Hi,
On 29 March 2018 at 18:52, Andy Shevchenko andriy.shevchenko@linux.intel.com wrote:
On Wed, 2018-03-28 at 17:58 -0700, Ivan Gorinov wrote:
Adding HPET as an alternative timer for x86 (default is TSC). HPET main counter has constant clock frequency, calibration is not required. This change also makes TSC timer driver optional on x86 platforms. If X86_TSC is disabled, early timer functions are provided by HPET.
HPET can be selected as the tick timer in the Device Tree "chosen" node:
/include/ "hpet.dtsi"
chosen { tick-timer = "/hpet0"; };
First question is how this will work in case of Broadwell and Ivybridge that have something to do with HPET in their CPU code, i.e.
arch/x86/cpu/broadwell/pch.c arch/x86/cpu/ivybridge/lpc.c
?
Look for
clrsetbits_le32(RCB_REG(HPTC), 3, 1 << 7);
+static int hpet_timer_get_count(struct udevice *dev, u64 *count)
+static int hpet_timer_probe(struct udevice *dev)

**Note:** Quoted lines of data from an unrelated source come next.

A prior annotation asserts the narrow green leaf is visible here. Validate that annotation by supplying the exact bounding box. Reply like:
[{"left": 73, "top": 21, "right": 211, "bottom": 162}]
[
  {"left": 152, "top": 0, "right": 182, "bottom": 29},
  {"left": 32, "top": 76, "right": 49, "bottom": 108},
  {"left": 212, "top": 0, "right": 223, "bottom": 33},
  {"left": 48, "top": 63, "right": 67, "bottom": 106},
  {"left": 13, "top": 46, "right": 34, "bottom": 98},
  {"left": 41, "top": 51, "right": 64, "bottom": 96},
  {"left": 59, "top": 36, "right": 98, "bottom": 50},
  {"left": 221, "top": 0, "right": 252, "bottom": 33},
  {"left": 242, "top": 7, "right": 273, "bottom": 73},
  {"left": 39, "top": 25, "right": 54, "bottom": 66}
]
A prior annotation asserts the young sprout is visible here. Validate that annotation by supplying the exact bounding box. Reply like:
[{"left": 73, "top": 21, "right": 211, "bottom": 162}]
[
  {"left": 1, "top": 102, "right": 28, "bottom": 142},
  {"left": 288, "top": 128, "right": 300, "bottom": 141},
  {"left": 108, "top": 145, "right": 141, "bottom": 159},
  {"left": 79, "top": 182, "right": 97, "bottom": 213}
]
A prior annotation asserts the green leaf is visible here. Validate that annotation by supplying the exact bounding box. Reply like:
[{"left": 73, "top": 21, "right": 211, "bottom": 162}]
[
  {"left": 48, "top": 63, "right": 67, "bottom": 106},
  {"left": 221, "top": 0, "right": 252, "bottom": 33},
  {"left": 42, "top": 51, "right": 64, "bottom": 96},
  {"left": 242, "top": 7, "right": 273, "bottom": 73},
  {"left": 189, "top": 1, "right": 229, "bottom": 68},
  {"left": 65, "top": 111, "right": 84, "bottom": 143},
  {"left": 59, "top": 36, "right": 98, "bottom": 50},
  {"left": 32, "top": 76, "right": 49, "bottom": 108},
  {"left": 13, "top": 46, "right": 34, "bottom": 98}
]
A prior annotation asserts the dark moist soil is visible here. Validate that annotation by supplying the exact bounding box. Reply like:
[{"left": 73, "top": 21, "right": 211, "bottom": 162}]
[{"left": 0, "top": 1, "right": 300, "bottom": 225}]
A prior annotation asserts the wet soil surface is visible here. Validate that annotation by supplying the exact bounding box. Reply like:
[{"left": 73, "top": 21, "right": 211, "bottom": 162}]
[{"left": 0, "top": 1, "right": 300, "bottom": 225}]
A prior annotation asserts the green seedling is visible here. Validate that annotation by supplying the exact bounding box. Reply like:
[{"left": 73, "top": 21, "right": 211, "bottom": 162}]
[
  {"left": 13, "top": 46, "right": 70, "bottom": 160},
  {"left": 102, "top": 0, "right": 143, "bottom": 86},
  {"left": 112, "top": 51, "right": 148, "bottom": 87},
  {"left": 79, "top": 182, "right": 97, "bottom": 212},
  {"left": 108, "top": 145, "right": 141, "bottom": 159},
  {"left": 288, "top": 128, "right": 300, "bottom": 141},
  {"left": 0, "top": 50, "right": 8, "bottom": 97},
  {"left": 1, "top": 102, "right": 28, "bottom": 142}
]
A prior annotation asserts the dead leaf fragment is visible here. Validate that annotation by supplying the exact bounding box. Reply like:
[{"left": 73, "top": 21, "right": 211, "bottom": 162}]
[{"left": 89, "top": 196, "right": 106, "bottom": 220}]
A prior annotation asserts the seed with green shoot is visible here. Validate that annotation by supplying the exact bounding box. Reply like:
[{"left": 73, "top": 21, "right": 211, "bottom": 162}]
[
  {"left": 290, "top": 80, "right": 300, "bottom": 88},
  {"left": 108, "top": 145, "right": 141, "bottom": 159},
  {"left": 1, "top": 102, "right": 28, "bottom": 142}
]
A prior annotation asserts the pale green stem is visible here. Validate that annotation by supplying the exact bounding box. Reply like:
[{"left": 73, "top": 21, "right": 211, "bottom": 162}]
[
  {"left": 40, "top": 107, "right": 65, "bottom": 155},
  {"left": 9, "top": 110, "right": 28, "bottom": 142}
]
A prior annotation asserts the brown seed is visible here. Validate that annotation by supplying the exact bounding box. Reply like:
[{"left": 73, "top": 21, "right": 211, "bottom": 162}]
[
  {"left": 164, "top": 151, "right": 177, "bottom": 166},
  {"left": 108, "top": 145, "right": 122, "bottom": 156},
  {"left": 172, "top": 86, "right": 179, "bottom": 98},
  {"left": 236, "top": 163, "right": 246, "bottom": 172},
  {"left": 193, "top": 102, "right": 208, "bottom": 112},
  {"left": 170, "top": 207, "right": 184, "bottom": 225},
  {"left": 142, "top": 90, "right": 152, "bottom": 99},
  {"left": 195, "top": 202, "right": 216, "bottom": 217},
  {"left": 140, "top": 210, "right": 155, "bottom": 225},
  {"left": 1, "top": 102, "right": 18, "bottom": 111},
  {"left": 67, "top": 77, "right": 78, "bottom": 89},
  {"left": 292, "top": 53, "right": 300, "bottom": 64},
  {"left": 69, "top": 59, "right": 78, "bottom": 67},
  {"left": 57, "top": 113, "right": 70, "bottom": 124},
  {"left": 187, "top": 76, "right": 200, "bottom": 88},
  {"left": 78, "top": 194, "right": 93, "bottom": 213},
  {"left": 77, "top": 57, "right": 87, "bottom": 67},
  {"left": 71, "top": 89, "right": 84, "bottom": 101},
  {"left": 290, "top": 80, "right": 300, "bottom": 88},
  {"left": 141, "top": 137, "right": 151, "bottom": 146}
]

+#ifndef CONFIG_X86_TSC_TIMER
+#define EARLY_HPET_BASE 0xfed00000
HPET address is fixed, AFAIU, on x86, and provided by config option in U-Boot.
+unsigned long notrace timer_early_get_rate(void)
+u64 notrace timer_early_get_count(void)
+int timer_init(void)
These functions have too much code duplication with above.
Perhaps that code can be removed in favour of this driver? I am happy to test on these platforms if it helps.